By having custom syntax for "method that takes a single block" you get a
certain simplicity that makes methods look like built-in keywords:

    
    
        loop { puts "Nuts" }
    

It does make multi-block methods look ugly, but frankly, I think they look
ugly in any language.

Lisp has macros (which has both it's advantages and disadvantages), but I find
that Ruby's blocks make the lack of macros more tolerable.

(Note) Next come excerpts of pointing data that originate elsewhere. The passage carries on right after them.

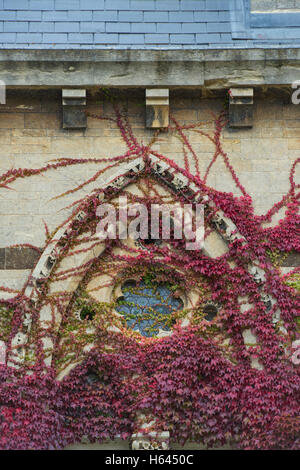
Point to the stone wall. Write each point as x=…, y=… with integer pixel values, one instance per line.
x=271, y=5
x=31, y=135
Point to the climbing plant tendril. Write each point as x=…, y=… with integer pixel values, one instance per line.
x=197, y=380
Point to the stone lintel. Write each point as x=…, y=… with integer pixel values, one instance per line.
x=217, y=69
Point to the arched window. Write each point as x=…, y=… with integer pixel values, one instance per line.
x=149, y=307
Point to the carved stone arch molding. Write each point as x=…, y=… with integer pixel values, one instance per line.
x=216, y=243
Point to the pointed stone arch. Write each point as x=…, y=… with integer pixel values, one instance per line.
x=225, y=232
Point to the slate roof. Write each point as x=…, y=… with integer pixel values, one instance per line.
x=141, y=24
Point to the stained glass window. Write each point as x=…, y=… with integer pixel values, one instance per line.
x=148, y=308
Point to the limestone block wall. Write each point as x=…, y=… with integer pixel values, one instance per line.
x=31, y=135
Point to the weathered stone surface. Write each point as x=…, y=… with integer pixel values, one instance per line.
x=2, y=258
x=20, y=258
x=215, y=69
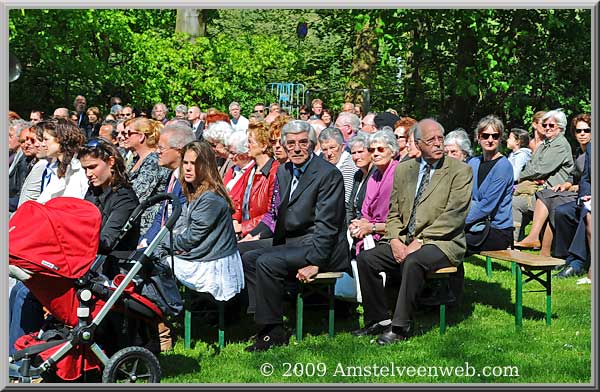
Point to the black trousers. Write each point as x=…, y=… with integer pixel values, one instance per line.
x=412, y=272
x=266, y=272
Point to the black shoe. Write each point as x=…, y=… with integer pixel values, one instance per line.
x=568, y=272
x=393, y=335
x=373, y=329
x=277, y=336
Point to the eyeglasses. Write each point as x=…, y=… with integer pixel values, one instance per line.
x=380, y=149
x=290, y=144
x=430, y=142
x=486, y=136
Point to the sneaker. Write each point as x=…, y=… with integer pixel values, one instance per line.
x=276, y=336
x=585, y=280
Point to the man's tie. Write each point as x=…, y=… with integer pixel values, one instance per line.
x=295, y=180
x=413, y=213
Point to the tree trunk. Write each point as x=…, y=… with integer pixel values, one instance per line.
x=363, y=63
x=191, y=21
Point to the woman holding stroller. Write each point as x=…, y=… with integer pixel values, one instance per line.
x=204, y=242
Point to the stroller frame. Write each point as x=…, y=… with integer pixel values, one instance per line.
x=83, y=333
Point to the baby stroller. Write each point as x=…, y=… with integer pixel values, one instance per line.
x=52, y=249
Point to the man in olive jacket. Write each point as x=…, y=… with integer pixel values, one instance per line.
x=425, y=232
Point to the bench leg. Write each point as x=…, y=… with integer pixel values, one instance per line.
x=548, y=298
x=331, y=295
x=442, y=319
x=221, y=306
x=518, y=298
x=299, y=315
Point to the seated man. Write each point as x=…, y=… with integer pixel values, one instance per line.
x=422, y=236
x=309, y=237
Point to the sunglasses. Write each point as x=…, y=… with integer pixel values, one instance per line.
x=486, y=136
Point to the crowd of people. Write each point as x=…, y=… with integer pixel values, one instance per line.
x=270, y=199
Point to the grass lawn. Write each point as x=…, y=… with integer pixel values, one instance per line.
x=481, y=333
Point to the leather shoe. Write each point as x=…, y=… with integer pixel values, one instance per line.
x=277, y=336
x=373, y=329
x=389, y=336
x=568, y=272
x=528, y=244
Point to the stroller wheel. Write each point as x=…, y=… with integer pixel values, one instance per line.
x=132, y=364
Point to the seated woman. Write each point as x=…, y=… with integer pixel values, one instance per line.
x=489, y=222
x=257, y=194
x=111, y=191
x=457, y=145
x=206, y=256
x=383, y=147
x=518, y=142
x=547, y=200
x=550, y=165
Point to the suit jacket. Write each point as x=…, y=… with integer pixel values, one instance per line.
x=314, y=217
x=441, y=215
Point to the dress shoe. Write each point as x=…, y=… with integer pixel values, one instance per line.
x=568, y=272
x=528, y=244
x=373, y=329
x=277, y=336
x=393, y=335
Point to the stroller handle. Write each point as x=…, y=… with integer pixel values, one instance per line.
x=157, y=199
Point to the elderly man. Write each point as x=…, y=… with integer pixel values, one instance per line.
x=348, y=123
x=310, y=233
x=332, y=145
x=238, y=122
x=425, y=232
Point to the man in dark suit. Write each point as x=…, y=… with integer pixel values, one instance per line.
x=310, y=233
x=425, y=232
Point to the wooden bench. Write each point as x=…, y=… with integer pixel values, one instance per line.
x=443, y=273
x=534, y=267
x=323, y=283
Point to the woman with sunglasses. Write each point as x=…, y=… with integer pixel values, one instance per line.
x=147, y=177
x=204, y=242
x=489, y=223
x=111, y=191
x=550, y=166
x=65, y=176
x=383, y=147
x=547, y=200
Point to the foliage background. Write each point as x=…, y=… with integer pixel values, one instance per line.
x=456, y=65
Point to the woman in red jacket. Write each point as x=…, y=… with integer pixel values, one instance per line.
x=259, y=190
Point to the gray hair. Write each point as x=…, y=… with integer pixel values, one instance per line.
x=178, y=135
x=218, y=131
x=559, y=116
x=331, y=133
x=491, y=121
x=459, y=137
x=417, y=131
x=298, y=126
x=351, y=119
x=360, y=139
x=386, y=137
x=181, y=108
x=116, y=109
x=239, y=140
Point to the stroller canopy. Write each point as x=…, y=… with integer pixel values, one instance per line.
x=61, y=236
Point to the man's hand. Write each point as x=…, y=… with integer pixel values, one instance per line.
x=305, y=274
x=398, y=250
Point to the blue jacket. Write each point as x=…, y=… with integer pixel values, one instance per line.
x=496, y=191
x=163, y=212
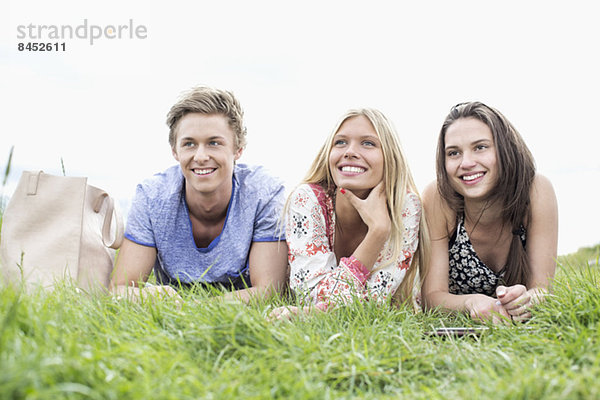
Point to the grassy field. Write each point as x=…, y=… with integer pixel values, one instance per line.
x=69, y=345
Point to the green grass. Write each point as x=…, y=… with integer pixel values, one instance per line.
x=66, y=344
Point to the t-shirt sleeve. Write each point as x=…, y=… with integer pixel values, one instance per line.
x=384, y=281
x=266, y=224
x=139, y=225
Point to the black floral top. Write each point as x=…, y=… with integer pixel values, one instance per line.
x=467, y=273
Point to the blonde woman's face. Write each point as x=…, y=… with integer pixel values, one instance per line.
x=356, y=157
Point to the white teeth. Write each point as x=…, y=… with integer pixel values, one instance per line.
x=356, y=170
x=472, y=177
x=203, y=171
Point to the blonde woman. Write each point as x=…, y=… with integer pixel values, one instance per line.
x=353, y=225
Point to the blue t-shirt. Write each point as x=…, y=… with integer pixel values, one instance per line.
x=159, y=217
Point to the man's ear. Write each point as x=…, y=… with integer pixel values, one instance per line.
x=238, y=154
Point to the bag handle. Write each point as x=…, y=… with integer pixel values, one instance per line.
x=106, y=226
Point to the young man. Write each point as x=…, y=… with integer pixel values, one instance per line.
x=207, y=219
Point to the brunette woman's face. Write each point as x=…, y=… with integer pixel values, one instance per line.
x=356, y=158
x=470, y=158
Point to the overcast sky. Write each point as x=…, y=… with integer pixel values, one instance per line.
x=296, y=67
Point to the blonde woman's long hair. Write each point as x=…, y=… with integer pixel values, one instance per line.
x=398, y=181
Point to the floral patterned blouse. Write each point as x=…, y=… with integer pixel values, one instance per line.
x=467, y=274
x=314, y=272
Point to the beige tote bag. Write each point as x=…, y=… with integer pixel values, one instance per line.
x=59, y=227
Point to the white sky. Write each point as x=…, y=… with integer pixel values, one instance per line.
x=296, y=67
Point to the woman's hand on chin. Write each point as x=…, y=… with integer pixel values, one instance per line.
x=373, y=210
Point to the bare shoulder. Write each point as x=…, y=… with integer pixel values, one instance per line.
x=544, y=205
x=542, y=192
x=541, y=185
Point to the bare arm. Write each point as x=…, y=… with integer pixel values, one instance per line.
x=542, y=242
x=268, y=268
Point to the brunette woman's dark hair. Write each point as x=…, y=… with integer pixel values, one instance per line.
x=516, y=171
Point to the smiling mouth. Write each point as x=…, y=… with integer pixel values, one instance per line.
x=469, y=178
x=353, y=170
x=203, y=171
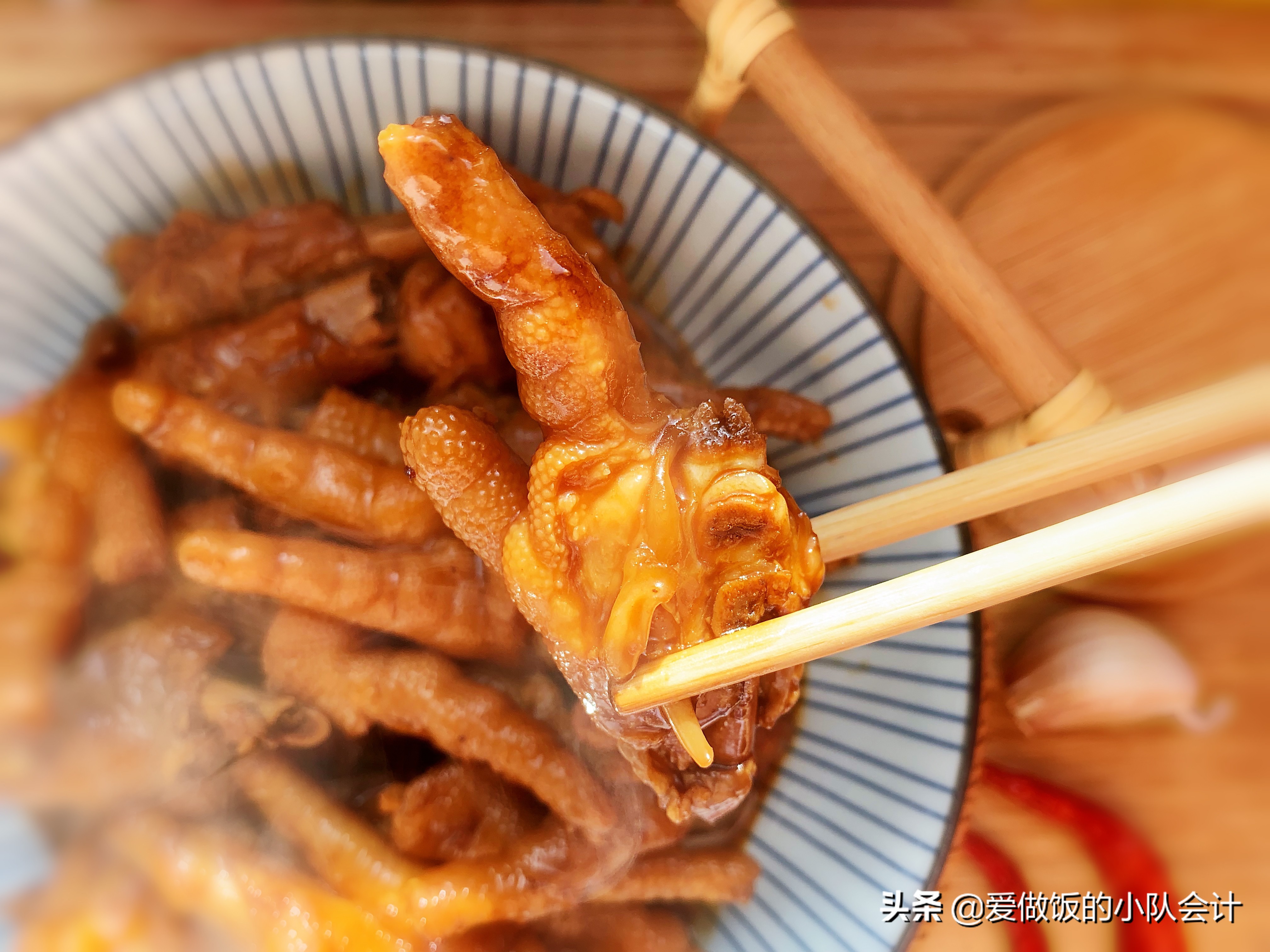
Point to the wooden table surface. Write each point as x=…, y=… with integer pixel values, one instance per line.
x=940, y=83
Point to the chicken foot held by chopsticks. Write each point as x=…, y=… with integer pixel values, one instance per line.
x=646, y=527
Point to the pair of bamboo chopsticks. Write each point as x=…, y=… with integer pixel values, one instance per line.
x=1206, y=506
x=1051, y=386
x=856, y=156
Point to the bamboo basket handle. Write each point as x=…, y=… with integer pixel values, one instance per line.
x=851, y=149
x=1230, y=498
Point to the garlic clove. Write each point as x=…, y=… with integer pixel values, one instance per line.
x=1100, y=668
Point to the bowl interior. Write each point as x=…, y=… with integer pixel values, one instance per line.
x=869, y=792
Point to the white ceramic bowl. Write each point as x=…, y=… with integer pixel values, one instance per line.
x=869, y=794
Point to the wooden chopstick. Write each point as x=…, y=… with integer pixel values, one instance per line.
x=1233, y=497
x=853, y=150
x=1203, y=421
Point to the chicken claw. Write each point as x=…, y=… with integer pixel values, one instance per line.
x=647, y=527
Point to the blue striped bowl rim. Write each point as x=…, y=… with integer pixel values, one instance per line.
x=870, y=791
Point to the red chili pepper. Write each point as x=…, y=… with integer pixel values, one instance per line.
x=1004, y=876
x=1126, y=860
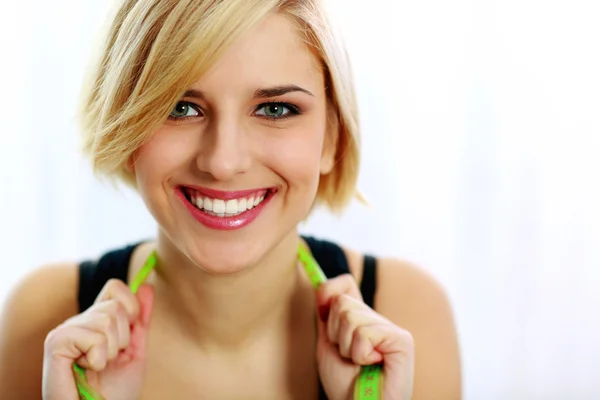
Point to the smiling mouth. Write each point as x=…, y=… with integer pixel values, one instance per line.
x=225, y=208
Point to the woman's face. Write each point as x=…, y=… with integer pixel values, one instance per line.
x=237, y=165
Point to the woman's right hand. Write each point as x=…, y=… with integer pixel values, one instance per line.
x=108, y=340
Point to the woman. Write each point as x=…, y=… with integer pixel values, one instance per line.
x=232, y=119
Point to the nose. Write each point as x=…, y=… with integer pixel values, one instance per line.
x=224, y=151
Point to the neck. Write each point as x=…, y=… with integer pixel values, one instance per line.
x=228, y=311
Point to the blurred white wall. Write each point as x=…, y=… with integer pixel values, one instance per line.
x=481, y=143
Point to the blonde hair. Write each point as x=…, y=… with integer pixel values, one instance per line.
x=156, y=49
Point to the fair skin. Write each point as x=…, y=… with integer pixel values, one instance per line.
x=195, y=332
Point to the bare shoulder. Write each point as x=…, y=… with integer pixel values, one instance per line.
x=414, y=300
x=42, y=300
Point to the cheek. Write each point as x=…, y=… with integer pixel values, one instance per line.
x=156, y=160
x=296, y=157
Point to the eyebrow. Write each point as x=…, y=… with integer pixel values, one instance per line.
x=258, y=93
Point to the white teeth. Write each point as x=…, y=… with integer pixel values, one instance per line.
x=208, y=204
x=218, y=206
x=231, y=207
x=226, y=208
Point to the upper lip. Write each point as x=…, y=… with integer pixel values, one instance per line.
x=224, y=194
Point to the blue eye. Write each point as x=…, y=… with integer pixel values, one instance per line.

Compared to JavaScript/Perl/Python-lambas, Ruby's blocks don't introduce
another scope. "self" and "return" still refer to the method's scope (I'm not
sure what this type of scope is called; it's not the variable scope I'm
talking about here). By introducing another set of keywords that work on the
block ("next" and "break") you can easily wrap code in blocks without changing
the semantics. See <http://yehudakatz.com/2012/01/10/javascript-needs-blocks/>
for more information about the difference between blocks and lambdas in
object-oriented languages.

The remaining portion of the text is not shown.